The Suffolk district attorney’s office said it was aware of the allegations against Lee and the former prosecutors, but declined to comment while the complaints were pending. In a statement, Hayden encouraged people to report law enforcement misconduct and pledged to be “as vigilant in using facts to address unjust convictions as we will in using facts to secure convictions.”
There was a litany of problems with the case, including Boston detectives who used hypnosis in an improper way on a key witness. After being hypnotized, that witness allegedly identified Watson and Clay as two of the culprits. But new records unearthed by Watson’s legal team showed that O’Neill, the prosecutor on the case, knew back then that detectives had botched the interview.
In a September 1980 letter, O’Neill asked a Harvard psychiatrist to testify as an expert vouching for the hypnosis procedures.
The Harvard psychiatrist wrote back that he would not testify because not only had police done it wrong, but their mistakes were irreversible. Detectives failed to record the witness’s memories before the hypnosis and they used leading questions that can elicit “inaccurate information.”
O’Neill was undeterred, court records show. Instead of disclosing the psychiatrist’s criticism to the defense as required, he withheld the letter, found a different expert, and offered a new description of the detectives’ procedures. The prosecution now claimed that the witness identified Watson before he had been hypnotized — an assertion contradicted by O’Neill’s own letter to the Harvard psychiatrist, according to filings by Watson’s attorney, Barbara A. Munro.
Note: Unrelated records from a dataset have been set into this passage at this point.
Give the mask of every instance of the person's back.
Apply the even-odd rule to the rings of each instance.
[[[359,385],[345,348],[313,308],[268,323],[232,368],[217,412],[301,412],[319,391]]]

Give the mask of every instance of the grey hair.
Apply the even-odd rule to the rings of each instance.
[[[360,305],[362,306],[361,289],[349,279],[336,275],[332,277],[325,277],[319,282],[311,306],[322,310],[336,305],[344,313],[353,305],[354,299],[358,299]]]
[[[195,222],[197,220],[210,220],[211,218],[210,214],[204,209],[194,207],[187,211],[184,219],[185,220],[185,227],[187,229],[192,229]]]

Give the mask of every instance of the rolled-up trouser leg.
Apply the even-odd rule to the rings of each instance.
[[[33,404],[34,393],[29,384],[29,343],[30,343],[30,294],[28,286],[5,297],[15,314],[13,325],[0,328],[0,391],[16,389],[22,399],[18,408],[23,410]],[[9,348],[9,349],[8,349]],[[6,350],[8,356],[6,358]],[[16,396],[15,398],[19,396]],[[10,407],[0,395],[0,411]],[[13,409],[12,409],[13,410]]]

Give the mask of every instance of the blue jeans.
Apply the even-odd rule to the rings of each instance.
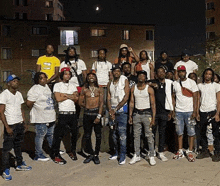
[[[195,136],[195,125],[191,123],[192,112],[176,112],[176,133],[178,136],[183,135],[184,124],[186,124],[188,136]]]
[[[52,122],[49,124],[49,126],[46,125],[46,123],[35,123],[35,155],[38,157],[41,157],[43,155],[43,141],[44,137],[46,136],[47,142],[49,144],[49,147],[51,148],[53,143],[53,131],[54,131],[54,125],[55,122]]]
[[[123,112],[116,113],[115,123],[116,125],[112,132],[114,149],[116,153],[120,152],[120,154],[125,155],[126,154],[126,141],[127,141],[128,115]],[[118,147],[118,140],[120,143],[120,148]]]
After Watson and Clay went to prison, O’Neill went into private practice, where he boasted on his firm’s website of a 90 percent conviction rate during his years as a prosecutor. As a defense lawyer, he represented priests accused of sexual abuse.
Watson filed a complaint this summer against O’Neill. The former prosecutor, who is retired and living in Colorado, declined to speak to Watson’s investigators and he did not respond to the Globe’s request for comment.
Any discipline would be symbolic, but Watson believes it could be a small measure of justice.
Watson refused a plea offer that would have freed him after less than two years behind bars if he testified against his codefendant. Watson maintained his innocence, refused to turn on the other man, and spent four decades in prison.
“The man that convicted me knew I didn’t do it and he went through with it,” Watson said. “What does that tell you about the world we live in?”